Spark NLP’s differentiators may be its healthcare, finance, and legal domain language models. These commercial products come with pre-trained models to identify drug names and dosages in healthcare, financial entity recognition such as stock tickers, and legal knowledge graphs of company names and officers.
Talby says Spark NLP can help organizations minimize the upfront training in developing models. “The free and open source library comes with more than 11,000 pre-trained models plus the ability to reuse, train, tune, and scale them easily,” he says.
Best practices for experimenting with NLP
Earlier in my career, I had the opportunity to oversee the development of several SaaS products built using NLP capabilities. My first NLP was an SaaS platform to search newspaper classified advertisements, including searching cars, jobs, and real estate. I then led developing NLPs for extracting information from commercial construction documents, including building specifications and blueprints.
When starting NLP in a new area, I advise the following:
- Begin with a small but representable example of the documents or text.
- Identify the target end-user personas and how extracted information improves their workflows.
- Specify the required information extractions and target accuracy metrics.
- Test several approaches and use speed and accuracy metrics to benchmark.
- Improve accuracy iteratively, especially when increasing the scale and breadth of documents.

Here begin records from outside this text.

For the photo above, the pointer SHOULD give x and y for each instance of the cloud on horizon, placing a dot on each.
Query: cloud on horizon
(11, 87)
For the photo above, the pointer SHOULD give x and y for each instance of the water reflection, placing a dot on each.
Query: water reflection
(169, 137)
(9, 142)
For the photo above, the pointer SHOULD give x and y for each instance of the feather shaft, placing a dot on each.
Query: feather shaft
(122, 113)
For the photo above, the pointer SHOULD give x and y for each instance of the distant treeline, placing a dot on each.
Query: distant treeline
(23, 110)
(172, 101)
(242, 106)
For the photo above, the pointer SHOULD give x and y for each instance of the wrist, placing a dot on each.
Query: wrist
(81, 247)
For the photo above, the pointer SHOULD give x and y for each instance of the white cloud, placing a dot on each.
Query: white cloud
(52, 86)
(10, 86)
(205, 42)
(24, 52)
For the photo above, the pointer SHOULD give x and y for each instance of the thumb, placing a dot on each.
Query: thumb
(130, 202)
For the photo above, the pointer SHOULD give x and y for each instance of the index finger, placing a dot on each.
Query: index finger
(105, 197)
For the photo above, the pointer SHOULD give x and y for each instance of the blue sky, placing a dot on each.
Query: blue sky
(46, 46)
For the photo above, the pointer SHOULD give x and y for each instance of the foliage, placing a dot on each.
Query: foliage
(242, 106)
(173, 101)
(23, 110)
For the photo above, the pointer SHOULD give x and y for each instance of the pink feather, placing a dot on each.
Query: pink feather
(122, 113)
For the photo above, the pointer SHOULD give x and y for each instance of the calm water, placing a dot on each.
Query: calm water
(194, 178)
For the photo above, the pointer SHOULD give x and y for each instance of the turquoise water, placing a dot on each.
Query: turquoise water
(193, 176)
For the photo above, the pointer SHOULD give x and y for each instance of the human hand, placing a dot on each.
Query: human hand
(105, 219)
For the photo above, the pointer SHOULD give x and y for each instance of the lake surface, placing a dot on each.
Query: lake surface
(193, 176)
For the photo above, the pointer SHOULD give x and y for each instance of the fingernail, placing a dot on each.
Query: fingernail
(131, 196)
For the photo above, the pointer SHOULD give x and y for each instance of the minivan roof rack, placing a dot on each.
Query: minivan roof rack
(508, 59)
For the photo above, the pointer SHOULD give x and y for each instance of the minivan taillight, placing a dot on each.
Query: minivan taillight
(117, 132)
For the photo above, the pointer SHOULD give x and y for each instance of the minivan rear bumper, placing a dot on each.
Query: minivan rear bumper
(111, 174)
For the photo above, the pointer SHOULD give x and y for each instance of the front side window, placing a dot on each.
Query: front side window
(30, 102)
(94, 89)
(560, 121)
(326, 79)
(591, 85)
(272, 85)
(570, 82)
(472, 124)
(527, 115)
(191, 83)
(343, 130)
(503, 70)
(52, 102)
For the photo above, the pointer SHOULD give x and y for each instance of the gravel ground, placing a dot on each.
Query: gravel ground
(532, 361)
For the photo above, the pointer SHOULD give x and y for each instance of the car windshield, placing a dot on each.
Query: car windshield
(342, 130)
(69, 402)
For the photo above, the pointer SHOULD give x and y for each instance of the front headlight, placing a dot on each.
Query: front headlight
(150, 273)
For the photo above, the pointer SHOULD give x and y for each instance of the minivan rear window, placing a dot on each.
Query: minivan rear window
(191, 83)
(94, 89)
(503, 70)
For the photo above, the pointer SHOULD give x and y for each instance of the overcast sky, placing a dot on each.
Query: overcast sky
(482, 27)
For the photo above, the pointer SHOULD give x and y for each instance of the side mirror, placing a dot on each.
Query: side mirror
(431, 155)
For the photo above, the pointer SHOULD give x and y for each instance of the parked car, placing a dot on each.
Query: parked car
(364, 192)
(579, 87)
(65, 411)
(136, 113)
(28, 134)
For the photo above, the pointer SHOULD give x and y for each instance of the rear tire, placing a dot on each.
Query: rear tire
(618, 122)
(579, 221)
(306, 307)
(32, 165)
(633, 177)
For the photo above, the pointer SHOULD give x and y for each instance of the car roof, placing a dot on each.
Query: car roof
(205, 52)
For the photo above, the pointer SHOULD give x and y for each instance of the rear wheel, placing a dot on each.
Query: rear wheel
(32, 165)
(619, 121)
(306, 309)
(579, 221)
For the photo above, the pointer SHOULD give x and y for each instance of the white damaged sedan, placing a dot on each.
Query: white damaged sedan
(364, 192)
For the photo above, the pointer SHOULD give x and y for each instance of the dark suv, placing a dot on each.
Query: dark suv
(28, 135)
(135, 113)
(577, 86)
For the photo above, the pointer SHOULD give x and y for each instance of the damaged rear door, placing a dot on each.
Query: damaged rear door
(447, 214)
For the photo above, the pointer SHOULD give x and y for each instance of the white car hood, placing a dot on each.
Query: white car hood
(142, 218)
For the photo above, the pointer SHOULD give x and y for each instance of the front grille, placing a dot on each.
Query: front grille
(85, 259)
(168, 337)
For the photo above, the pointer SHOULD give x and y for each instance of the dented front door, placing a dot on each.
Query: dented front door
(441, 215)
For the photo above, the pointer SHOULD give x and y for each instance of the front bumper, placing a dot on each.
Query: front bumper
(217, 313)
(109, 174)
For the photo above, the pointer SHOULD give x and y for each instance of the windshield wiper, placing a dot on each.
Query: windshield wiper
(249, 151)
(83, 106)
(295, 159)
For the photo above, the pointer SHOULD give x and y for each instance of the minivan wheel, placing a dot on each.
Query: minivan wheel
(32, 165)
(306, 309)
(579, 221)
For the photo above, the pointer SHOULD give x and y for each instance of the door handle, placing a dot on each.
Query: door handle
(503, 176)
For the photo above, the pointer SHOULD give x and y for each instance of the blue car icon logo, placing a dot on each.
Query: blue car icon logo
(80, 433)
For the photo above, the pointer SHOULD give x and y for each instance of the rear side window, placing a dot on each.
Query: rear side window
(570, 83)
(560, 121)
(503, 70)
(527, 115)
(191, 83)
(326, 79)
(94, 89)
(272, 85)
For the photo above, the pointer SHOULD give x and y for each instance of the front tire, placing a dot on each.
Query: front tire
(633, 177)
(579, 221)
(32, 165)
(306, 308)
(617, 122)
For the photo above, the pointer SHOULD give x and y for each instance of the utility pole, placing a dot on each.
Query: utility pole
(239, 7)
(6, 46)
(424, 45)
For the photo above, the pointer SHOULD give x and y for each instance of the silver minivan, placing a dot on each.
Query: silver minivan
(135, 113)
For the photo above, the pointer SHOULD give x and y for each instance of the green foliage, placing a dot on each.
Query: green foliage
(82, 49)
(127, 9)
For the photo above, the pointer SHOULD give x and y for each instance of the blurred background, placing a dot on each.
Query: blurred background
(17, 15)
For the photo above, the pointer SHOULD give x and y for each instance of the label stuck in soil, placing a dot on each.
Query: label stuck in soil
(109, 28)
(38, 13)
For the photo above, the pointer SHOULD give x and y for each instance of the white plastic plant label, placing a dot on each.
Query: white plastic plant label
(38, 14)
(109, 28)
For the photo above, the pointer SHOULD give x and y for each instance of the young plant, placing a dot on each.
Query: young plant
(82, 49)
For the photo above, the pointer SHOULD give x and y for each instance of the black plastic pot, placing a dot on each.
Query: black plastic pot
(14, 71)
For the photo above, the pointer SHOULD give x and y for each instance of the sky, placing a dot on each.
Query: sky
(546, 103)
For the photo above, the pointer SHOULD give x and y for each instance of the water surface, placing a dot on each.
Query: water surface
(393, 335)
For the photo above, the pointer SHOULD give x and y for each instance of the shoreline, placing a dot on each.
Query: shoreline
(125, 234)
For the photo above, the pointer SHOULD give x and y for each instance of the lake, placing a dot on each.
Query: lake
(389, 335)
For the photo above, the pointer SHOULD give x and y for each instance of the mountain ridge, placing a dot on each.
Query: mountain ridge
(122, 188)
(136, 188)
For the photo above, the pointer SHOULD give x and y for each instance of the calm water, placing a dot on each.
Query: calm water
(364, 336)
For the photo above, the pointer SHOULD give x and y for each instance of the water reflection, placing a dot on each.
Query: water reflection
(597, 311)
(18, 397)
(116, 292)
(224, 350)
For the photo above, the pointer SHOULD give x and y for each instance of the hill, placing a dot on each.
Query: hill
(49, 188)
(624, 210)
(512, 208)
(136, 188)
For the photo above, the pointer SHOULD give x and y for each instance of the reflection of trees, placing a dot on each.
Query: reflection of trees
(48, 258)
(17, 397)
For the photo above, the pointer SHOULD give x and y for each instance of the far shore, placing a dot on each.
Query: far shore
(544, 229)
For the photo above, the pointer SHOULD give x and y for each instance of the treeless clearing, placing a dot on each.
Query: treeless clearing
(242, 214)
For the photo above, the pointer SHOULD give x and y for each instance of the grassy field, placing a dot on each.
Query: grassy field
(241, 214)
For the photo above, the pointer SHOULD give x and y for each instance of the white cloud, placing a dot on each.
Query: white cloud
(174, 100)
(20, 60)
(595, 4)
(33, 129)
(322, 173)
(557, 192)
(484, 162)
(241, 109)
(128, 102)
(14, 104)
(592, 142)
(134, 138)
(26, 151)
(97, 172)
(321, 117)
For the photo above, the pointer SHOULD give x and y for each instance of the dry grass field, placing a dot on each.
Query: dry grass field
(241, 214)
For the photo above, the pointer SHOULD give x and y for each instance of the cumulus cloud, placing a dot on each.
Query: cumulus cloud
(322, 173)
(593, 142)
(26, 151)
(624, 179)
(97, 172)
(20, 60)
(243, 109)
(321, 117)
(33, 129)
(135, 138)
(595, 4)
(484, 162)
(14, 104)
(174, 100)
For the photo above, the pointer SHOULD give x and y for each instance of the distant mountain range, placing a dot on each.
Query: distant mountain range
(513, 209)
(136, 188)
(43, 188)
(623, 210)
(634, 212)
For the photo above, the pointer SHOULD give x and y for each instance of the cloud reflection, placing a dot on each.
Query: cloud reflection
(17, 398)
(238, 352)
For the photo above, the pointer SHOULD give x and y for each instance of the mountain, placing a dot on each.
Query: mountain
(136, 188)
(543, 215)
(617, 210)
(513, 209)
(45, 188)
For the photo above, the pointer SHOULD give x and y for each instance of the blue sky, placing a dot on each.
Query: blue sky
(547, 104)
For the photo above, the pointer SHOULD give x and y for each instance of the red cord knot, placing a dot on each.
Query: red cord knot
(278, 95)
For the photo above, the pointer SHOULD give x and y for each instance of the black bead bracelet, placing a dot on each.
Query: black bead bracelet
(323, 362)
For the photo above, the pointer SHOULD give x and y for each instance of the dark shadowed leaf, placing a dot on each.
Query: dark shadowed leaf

- Expect to deliver data stewardship tools for addressing data quality and handling exceptions.
You may find that the NLP tools used to discover and experiment with new document types will aid in defining requirements. Then, expand the review of NLP technologies to include open source and commercial options, as building and supporting production-ready NLP data pipelines can get expensive. With LLMs in the news and gaining interest, underinvesting in NLP capabilities is one way to fall behind competitors. Fortunately, you can start with one of the open source tools introduced here and build your NLP data pipeline to fit your budget and requirements.